AP1 has warned that reforms to the Swedish buffer fund system could lead to the “undesirable standardisation” of investment strategy and lower returns over the longer term.

Managing director Johan Magnusson, speaking as the SEK296bn (€296bn) fund announced first-half returns of 5.1%, highlighted the need to focus on a real return – targeted at 4% over a decade.

“That target we have overshot, delivering real return of 5.3% measured over the past 10 years,” he said.

Magnusson took aim at government plans to reform the buffer fund system, which, under current proposals, would see AP6 merge with AP2 and the closure of a second, as yet undecided fund.

The cross-party agreement announced over the summer also suggested the launch of a National Pension Fund Board, with a principal in charge of buffer fund assets and allowed to set the level of risk taken within the system by setting risk budgets.

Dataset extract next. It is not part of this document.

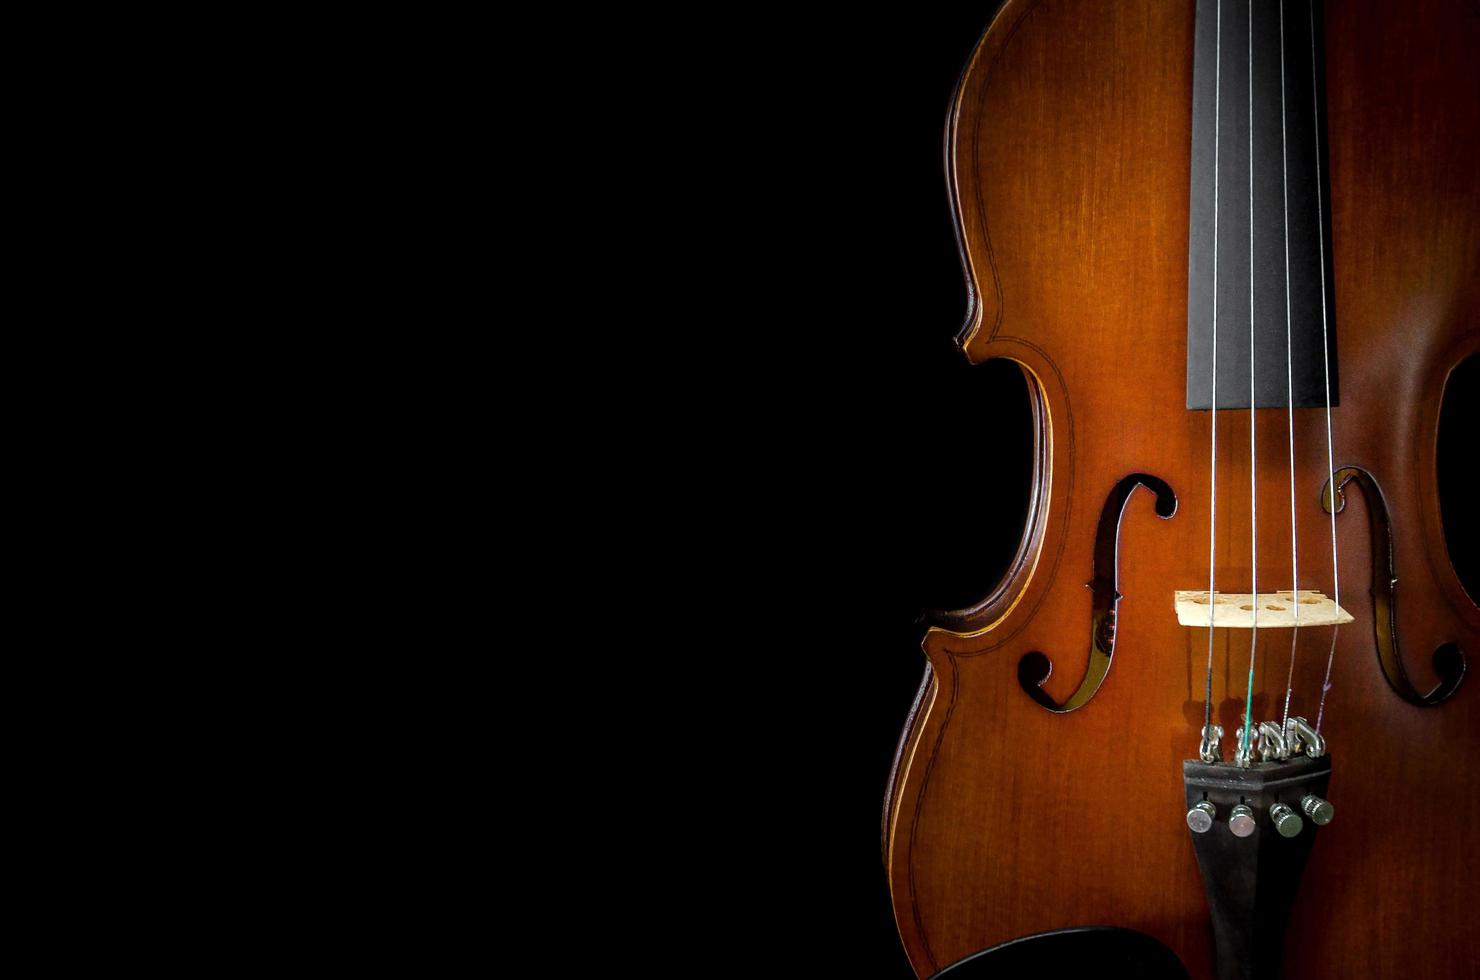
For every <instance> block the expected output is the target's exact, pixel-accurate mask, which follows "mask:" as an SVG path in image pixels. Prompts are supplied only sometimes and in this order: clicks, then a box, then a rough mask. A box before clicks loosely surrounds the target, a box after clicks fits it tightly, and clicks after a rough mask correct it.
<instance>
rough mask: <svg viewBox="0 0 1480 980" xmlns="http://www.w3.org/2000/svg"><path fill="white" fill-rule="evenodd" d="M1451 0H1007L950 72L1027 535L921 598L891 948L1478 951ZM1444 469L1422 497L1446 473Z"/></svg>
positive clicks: (1207, 955)
mask: <svg viewBox="0 0 1480 980" xmlns="http://www.w3.org/2000/svg"><path fill="white" fill-rule="evenodd" d="M1477 151H1480V4H1477V3H1474V1H1471V0H1410V1H1405V3H1393V1H1391V0H1385V1H1379V0H1332V1H1329V3H1317V1H1313V0H1273V1H1271V0H1255V1H1251V0H1196V1H1187V3H1178V1H1172V0H1119V1H1117V3H1113V4H1109V3H1092V1H1089V0H1006V1H1005V3H1002V4H1000V7H999V9H998V12H996V15H995V16H992V19H990V24H989V27H987V28H986V31H984V34H983V36H981V38H980V41H978V43H977V46H975V49H974V52H972V55H971V58H969V61H968V64H966V68H965V71H963V74H962V75H961V80H959V83H958V87H956V92H955V95H953V96H952V104H950V113H949V120H947V130H946V172H947V185H949V192H950V206H952V215H953V219H955V225H956V234H958V244H959V250H961V258H962V266H963V272H965V280H966V289H968V317H966V321H965V324H963V327H962V330H961V333H959V336H958V343H959V346H961V351H962V352H963V354H965V357H966V358H968V360H969V361H971V363H974V364H980V363H984V361H987V360H992V358H1006V360H1009V361H1012V363H1015V364H1017V366H1018V367H1020V369H1021V372H1023V376H1024V379H1026V382H1027V389H1029V398H1030V407H1032V426H1033V477H1032V491H1030V503H1029V508H1027V515H1026V520H1024V527H1023V536H1021V543H1020V545H1018V549H1017V555H1015V557H1014V560H1012V563H1011V565H1009V570H1008V571H1006V574H1005V577H1003V580H1002V582H1000V583H999V585H998V588H995V589H993V591H992V592H990V594H989V595H987V597H986V598H983V600H981V601H980V603H977V604H974V605H971V607H968V608H961V610H950V611H940V613H934V614H931V617H929V620H928V629H926V632H925V637H924V641H922V648H924V653H925V660H926V671H925V681H924V684H922V687H921V690H919V694H918V699H916V703H915V709H913V711H912V712H910V716H909V721H907V722H906V728H904V731H903V733H901V737H900V745H898V752H897V756H895V762H894V771H892V774H891V779H889V786H888V792H887V799H885V828H884V830H885V833H884V854H885V867H887V875H888V885H889V894H891V900H892V906H894V916H895V924H897V927H898V933H900V939H901V942H903V946H904V950H906V953H907V956H909V961H910V964H912V967H913V970H915V971H916V974H918V976H921V977H926V976H932V974H937V973H940V971H943V970H946V968H947V967H950V965H952V964H956V962H958V961H962V959H965V958H968V956H972V955H975V953H978V952H980V950H984V949H989V947H993V946H1000V944H1003V943H1009V942H1012V940H1017V939H1020V937H1032V936H1037V934H1045V933H1051V931H1055V930H1079V928H1083V927H1089V925H1106V927H1114V928H1117V930H1131V931H1135V933H1138V934H1143V936H1146V937H1148V939H1150V940H1154V942H1156V943H1159V944H1160V946H1163V947H1165V949H1166V950H1169V952H1171V953H1172V955H1175V958H1177V959H1178V961H1180V962H1181V964H1183V967H1184V968H1185V971H1187V973H1188V976H1191V977H1218V979H1220V980H1228V979H1233V977H1277V976H1288V977H1304V979H1316V977H1397V976H1403V977H1461V976H1471V977H1473V976H1477V974H1476V971H1477V968H1480V967H1477V964H1480V930H1476V928H1473V925H1471V924H1470V921H1468V919H1470V915H1471V912H1470V899H1471V897H1473V891H1471V888H1473V885H1474V882H1477V881H1480V848H1476V847H1474V835H1476V830H1474V823H1476V819H1477V814H1480V767H1476V764H1474V759H1476V758H1477V756H1480V691H1477V690H1476V687H1477V681H1476V679H1474V678H1470V677H1468V666H1470V659H1471V657H1474V656H1477V653H1480V608H1477V605H1476V601H1474V598H1473V595H1471V594H1470V592H1467V591H1465V586H1464V583H1462V582H1461V579H1459V577H1458V574H1456V571H1455V565H1453V561H1452V557H1450V554H1449V546H1447V543H1446V537H1444V523H1443V514H1442V502H1440V494H1439V490H1437V478H1436V472H1437V466H1439V460H1437V449H1436V447H1437V438H1439V437H1437V432H1439V419H1440V413H1442V407H1443V404H1444V400H1446V389H1447V386H1449V385H1450V383H1452V377H1453V373H1455V372H1456V369H1459V367H1461V366H1462V364H1465V361H1467V358H1473V357H1476V355H1477V354H1480V166H1477V163H1476V161H1477V158H1480V152H1477ZM1456 505H1461V503H1456V502H1453V500H1446V502H1444V506H1456Z"/></svg>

The managing director warned the steps would lead to a greater focus on short-term investing and “undesirable standardisation” between the three remaining AP funds – echoing comments from AP3 managing director Kerstin Hessius that the reforms would make the system inflexible.

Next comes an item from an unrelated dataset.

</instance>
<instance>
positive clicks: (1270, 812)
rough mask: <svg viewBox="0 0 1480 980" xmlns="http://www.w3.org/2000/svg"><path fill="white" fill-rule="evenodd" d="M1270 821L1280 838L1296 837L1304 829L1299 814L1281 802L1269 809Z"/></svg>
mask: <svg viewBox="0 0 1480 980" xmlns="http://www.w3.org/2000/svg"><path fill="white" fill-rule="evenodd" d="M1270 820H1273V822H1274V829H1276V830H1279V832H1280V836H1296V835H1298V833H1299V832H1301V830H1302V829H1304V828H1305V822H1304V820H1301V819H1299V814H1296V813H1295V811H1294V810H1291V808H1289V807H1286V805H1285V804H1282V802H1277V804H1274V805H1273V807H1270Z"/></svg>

Mats Langensjö, chairman of the 2012 Buffer Fund Inquiry, has previously warned that the government’s reforms would see the funds deploy a passive, index-tracking portfolio over time.

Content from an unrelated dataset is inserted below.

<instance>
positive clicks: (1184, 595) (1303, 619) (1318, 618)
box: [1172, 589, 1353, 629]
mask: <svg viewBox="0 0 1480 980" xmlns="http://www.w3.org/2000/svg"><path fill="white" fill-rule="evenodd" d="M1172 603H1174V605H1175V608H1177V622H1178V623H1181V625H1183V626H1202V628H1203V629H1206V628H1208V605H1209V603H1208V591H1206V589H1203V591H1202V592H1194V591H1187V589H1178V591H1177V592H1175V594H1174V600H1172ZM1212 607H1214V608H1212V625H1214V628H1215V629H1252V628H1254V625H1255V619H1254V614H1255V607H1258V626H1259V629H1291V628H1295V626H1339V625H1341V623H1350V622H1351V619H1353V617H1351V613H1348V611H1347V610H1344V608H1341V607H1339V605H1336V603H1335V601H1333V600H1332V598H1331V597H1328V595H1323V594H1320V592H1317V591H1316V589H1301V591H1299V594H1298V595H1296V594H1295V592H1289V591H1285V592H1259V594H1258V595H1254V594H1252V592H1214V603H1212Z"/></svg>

Mats Andersson, Magnusson’s counterpart at AP4, has said the reforms could “destroy” the system, while AP2 managing director Eva Halvarsson has said the changes were “costly and risky”.

Magnusson also highlighted that AP1 had undertaken its first infrastructure investment in 2015 – acquiring a stake in a local electricity distribution network – arguing that the asset class was strategically important to his fund’s portfolio.

The reform proposals would also see responsibility for all unlisted assets transferred to AP2, with the funds asked to set up a joint investment committee to represent the other buffer funds’ interests.

AP1’s infrastructure portfolio returned 3.4% over the course of the first half of 2015, matching returns from developed market equities but underperforming its overall equity return of 6.7%.

AP1 is currently the smallest of the four main buffer funds and the only one not yet to have exceeded SEK300bn in assets.

However, it has achieved a higher real return over the past decade than AP3, which managed 4.8%, compared with 5.8% by AP2 and 6.1% by AP4, currently the largest fund, with SEK310bn in assets.